Unfortunately, if the excerpt provided on the company’s website is anything to go on, Herve Mestron is no Michael Crichton. Monsieur Mestron’s paint-by-numbers epic, “Short Circuit,” strikes this critic as perhaps a tad trite in plotting, with unconvincing dialogue, and a style best described as Franglish, of a sort translated with painstaking care by the distinguished craftsmen at the old 5e arrondissement house of Google et Google. Here’s a snippet:
“We never really know what is going on inside a skull. Unknown, artful mechanics, whose laws cannot be found in any textbook. The human mystery. Well, here it is. Doctor Chaveleau, sporting his eternally snowy smile, welcomes him into his den with an iron fist.”

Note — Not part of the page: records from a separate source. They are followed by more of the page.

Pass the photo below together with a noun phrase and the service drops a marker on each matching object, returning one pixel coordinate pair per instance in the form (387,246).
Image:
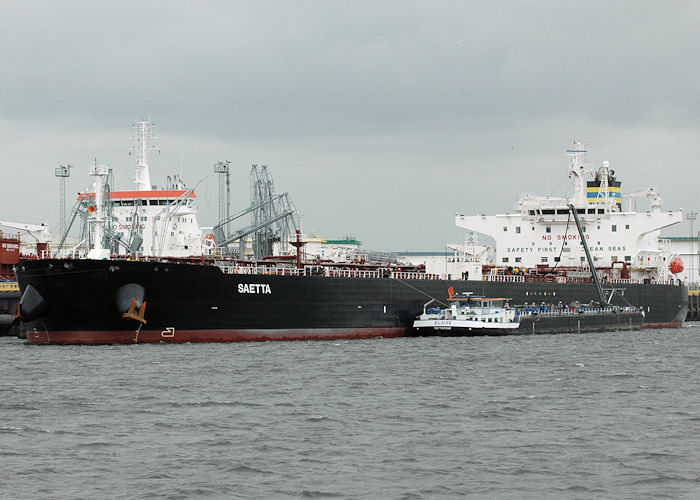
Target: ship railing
(417,276)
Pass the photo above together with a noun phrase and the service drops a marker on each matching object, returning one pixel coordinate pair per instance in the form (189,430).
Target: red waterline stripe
(181,336)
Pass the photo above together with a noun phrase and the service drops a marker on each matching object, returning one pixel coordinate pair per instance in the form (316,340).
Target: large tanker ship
(175,287)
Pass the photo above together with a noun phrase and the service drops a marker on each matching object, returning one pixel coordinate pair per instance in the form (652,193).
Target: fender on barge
(84,301)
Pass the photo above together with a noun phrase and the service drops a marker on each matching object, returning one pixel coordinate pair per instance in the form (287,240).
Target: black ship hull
(78,302)
(541,324)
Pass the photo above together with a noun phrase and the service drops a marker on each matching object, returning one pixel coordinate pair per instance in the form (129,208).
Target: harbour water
(605,415)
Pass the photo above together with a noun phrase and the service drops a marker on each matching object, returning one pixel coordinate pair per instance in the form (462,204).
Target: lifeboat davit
(676,265)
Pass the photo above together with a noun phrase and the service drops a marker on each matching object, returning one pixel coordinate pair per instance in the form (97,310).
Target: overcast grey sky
(381,119)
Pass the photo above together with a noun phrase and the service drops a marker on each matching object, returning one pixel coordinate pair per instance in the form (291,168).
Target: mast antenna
(142,147)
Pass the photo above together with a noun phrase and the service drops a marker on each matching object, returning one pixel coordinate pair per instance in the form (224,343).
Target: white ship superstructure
(542,232)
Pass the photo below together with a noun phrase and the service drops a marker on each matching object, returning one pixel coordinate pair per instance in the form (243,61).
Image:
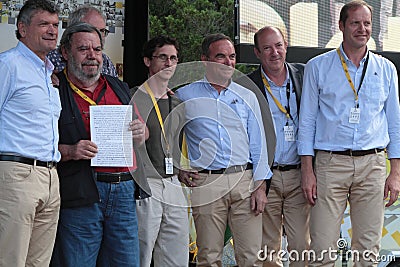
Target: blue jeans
(105,233)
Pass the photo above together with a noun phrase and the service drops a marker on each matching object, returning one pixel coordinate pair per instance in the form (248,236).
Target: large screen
(316,23)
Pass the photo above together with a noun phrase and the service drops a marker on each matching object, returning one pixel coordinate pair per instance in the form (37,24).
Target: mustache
(90,63)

The idea being that the iron fist need not belong to Doctor Chaveleau. Pay up, and you can substitute the name of any evil dermatologist or periodontist of your choosing. (I have a list, in case suggestions are required.)
Sadly, the opportunity to collaborate with l’auteur Mestron comes too late for the departed Toole, who surely would not have taken the rejection of his manuscript quite so hard, if it only meant he was out-of-pocket to the tune of sixty bucks.

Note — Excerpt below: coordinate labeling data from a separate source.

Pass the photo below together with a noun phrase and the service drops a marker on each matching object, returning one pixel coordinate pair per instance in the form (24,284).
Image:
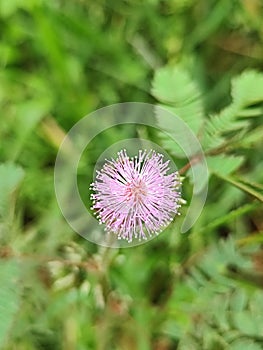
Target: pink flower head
(135,197)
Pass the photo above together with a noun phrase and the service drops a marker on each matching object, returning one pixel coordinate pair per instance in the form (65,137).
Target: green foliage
(9,296)
(59,61)
(10,177)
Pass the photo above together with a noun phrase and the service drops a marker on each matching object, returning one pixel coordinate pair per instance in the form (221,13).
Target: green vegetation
(203,60)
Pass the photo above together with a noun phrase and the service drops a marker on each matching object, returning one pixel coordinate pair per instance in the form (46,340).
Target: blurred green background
(60,60)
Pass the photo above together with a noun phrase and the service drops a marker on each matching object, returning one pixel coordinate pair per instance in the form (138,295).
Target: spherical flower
(136,197)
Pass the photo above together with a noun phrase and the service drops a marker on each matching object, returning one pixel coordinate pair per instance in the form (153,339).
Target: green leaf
(9,296)
(174,87)
(228,217)
(224,164)
(246,188)
(243,344)
(10,177)
(247,88)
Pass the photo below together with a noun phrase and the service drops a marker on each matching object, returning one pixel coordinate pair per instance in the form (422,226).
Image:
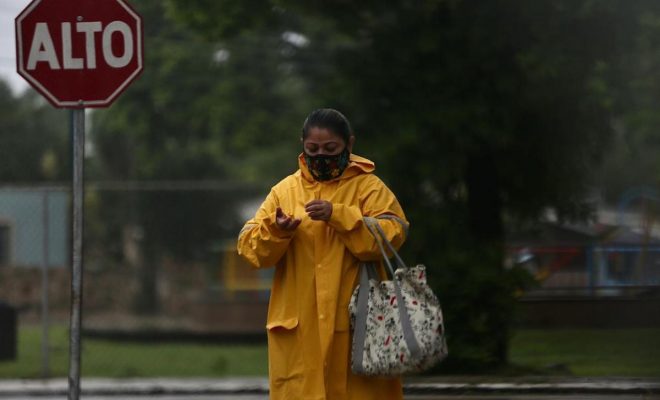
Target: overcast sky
(9,9)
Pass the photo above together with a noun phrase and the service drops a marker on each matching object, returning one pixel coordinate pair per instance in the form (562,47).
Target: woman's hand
(286,222)
(319,210)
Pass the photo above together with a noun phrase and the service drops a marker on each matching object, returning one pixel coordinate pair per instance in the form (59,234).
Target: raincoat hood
(357,165)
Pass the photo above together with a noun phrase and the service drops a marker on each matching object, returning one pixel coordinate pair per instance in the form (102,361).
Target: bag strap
(360,331)
(406,325)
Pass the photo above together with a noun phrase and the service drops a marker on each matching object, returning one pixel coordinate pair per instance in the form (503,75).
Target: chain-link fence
(160,266)
(159,262)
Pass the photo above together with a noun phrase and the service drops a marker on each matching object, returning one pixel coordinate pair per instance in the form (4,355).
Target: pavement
(417,386)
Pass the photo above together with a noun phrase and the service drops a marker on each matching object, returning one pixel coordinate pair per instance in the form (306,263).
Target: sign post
(78,54)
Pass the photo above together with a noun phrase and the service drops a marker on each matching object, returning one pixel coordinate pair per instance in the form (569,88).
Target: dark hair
(330,119)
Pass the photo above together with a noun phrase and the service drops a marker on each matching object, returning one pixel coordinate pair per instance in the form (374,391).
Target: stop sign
(79,53)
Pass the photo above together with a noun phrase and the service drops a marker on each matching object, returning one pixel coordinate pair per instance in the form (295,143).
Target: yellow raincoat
(316,271)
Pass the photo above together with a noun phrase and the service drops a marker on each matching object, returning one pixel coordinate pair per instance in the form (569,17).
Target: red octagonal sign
(79,53)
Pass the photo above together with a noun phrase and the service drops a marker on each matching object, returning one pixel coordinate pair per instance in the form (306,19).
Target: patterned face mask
(324,167)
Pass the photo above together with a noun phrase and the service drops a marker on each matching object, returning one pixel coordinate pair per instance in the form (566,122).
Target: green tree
(202,110)
(34,139)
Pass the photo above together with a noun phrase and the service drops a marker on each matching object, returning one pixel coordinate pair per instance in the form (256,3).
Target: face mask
(324,167)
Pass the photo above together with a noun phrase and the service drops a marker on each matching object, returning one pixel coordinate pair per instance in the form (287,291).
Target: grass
(589,352)
(586,353)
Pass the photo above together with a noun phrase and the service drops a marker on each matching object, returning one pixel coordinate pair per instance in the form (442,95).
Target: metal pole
(76,273)
(44,288)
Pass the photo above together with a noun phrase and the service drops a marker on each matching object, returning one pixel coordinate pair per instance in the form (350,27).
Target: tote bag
(397,324)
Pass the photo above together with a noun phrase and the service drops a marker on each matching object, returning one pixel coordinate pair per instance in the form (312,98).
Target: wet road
(409,397)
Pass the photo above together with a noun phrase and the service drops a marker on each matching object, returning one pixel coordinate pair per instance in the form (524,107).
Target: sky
(9,9)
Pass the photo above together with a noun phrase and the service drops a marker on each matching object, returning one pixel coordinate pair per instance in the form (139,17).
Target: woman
(310,228)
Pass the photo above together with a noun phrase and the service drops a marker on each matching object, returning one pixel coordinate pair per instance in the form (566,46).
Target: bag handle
(362,301)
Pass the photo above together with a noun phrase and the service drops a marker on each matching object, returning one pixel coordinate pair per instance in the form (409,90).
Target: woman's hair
(330,119)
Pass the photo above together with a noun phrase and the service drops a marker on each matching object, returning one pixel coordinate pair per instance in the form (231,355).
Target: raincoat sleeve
(378,201)
(261,241)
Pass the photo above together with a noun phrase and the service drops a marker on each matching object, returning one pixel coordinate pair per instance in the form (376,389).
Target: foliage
(33,139)
(474,111)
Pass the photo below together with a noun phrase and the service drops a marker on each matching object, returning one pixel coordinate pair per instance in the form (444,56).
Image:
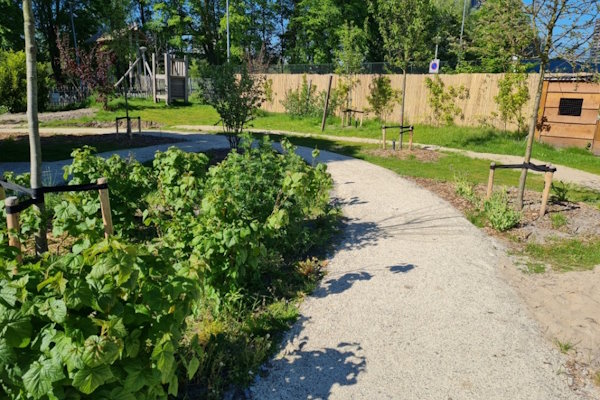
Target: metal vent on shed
(570,107)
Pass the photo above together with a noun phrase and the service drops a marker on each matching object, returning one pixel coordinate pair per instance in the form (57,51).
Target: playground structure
(166,79)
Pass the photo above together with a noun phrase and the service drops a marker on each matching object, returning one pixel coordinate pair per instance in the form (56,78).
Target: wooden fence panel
(477,108)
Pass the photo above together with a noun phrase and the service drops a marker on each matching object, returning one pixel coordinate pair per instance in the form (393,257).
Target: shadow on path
(341,284)
(311,374)
(402,268)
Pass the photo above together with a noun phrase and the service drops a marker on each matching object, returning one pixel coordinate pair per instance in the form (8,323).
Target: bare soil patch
(565,304)
(416,154)
(19,118)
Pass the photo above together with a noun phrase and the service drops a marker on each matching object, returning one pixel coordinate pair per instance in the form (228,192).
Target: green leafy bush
(443,101)
(512,96)
(13,82)
(235,98)
(499,213)
(238,231)
(382,97)
(302,102)
(123,317)
(102,322)
(306,101)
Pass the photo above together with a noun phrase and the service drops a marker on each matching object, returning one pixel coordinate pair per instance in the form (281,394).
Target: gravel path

Dead cities. Five years after Hurricane Katrina laid the place to waste, and dispersed one-third of the burgh’s residents, New Orleans can claim to have achieved something of a minor comeback. The city recently ranked only fifth on a roster of America’s Dead Cities, compiled by a website called 247WallSt.com. Analyzing census data, combined with some stats gathered by MIT researchers, the website determined there are four towns in the US even worse off than the famously battered and depopulated New Orleans.

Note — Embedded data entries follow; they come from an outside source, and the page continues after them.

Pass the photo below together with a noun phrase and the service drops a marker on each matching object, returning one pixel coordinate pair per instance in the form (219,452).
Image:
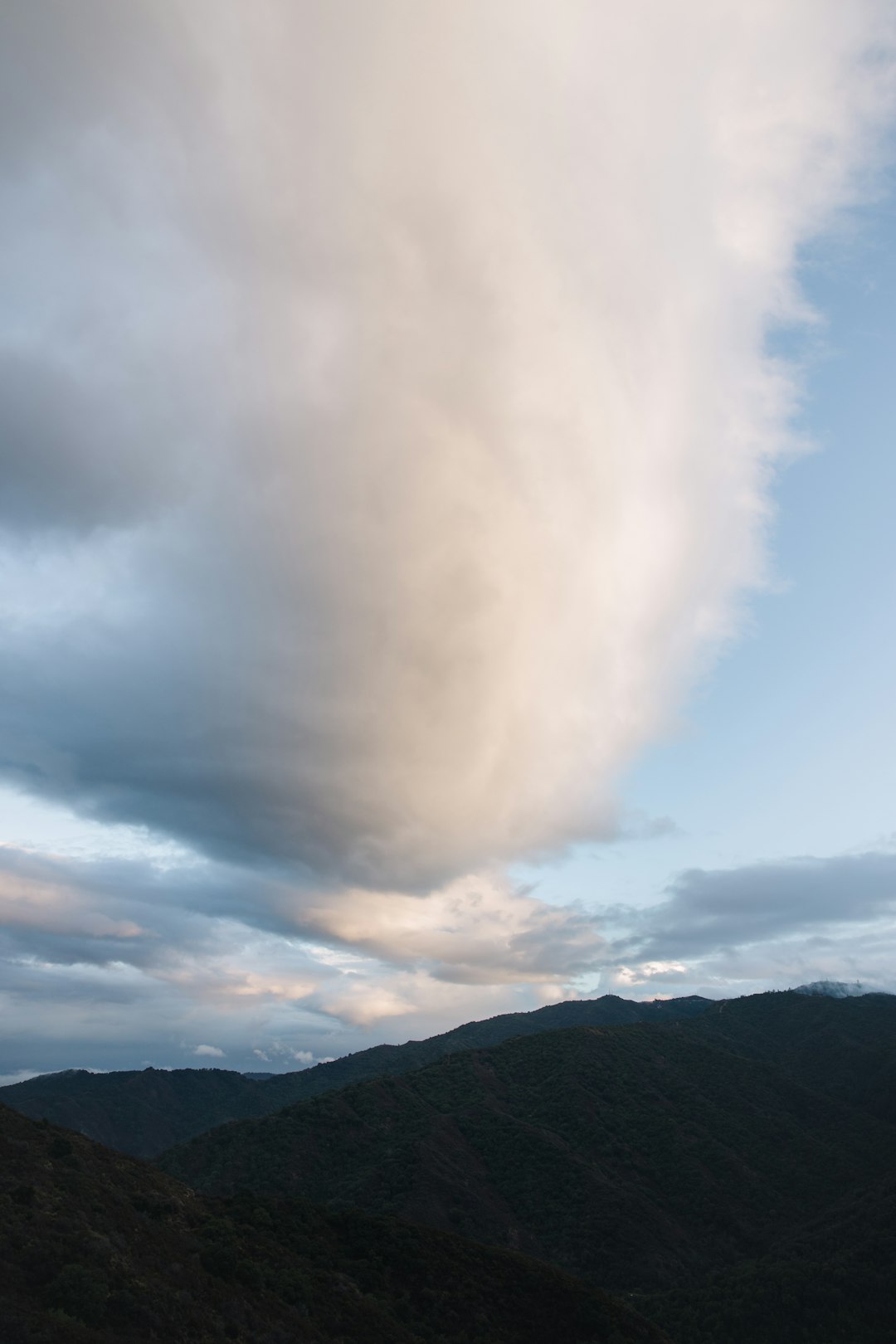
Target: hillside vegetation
(99,1249)
(640,1157)
(148,1110)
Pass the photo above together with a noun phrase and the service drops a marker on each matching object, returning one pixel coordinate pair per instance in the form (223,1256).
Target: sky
(445,487)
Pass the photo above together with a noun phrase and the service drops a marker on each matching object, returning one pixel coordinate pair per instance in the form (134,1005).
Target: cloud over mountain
(386,420)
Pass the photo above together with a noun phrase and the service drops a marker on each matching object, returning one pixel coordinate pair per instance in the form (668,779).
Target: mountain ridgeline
(144,1112)
(726,1168)
(703,1166)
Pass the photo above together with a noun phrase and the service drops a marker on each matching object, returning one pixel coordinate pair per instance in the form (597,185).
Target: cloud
(286,975)
(477,930)
(779,923)
(387,422)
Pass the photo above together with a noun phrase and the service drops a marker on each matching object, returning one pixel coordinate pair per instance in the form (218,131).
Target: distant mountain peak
(835,988)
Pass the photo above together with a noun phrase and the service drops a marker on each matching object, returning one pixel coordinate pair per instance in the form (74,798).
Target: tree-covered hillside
(147,1112)
(99,1249)
(641,1157)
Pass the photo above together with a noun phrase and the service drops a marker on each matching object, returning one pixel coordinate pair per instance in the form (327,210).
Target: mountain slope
(829,1281)
(99,1248)
(635,1157)
(843,1047)
(149,1110)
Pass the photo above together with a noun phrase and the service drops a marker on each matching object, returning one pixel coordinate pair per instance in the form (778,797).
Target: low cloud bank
(386,418)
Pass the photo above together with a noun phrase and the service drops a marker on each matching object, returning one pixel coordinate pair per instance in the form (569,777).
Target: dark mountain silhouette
(841,1047)
(148,1110)
(828,1281)
(641,1157)
(99,1249)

Here, however, is where I take umbrage, at the risk of replaying the Michael Palin role in Monty Python’s Dead Parrot skit. Judged to be the deadest of the dead cities is Buffalo, New York, a place I know extremely well, and, truth to tell, a spot I hold dear. Those are my credentials for rebutting this libel against the Queen City of the Great Lakes.
Yes, Buffalo’s political and economic leadership is much more than a little screwed up, as the most ardent civic boosters will instantly concede, and it has its ingrained problems, including a debilitating inferiority complex – which will not be ameliorated by the publicity in 247WallSt.com.
But there’s a wonderful vibrancy to city life in Buffalo that only a moron or Manhattanite would fail to recognize. To illustrate, I point toward the blocks of modest bungalows in the south end of town, from whence you can carry your golf clubs to Cazenovia Park Golf Course, a sweet little nine-hole municipal course that opened in 1929, and then stroll straight over, still carrying clubs, to the Blarney Castle or Doc Sullivan’s and knock back a cheap draught, or, better yet, several. That’s the type of everyday pleasure that is exclusive to millionaires in most places, but is available to working-folk, retirees, and college students in Buffalo.
But I’m not applying the same criteria as MIT. One of the measures I’d use to determine the vitality of a city is the health of its booksellers. Buffalo has not one but two branches of a great independent bookstore, Talking Leaves, both of which stock plenty of titles, some of them about the town and its inhabitants (here‘s a good one to start with.) The location on Elmwood Avenue features a snack counter that pours some good Chilean wines at five bucks a glass, which you can slurp while you browse, or take outside to a table while you watch the college crowd flit past. If you wanted to sit there on a Saturday morning and thumb through your copy of A Confederacy of Dunces, it could appear to some blogging nitwit witnessing your behavior from a distant white-collar metropolis — say, Charlotte, Miami or Toronto — that you’ve parked yourself smack among the legions of the dead. At least two would say otherwise: Ignatius J. Reilly, and me.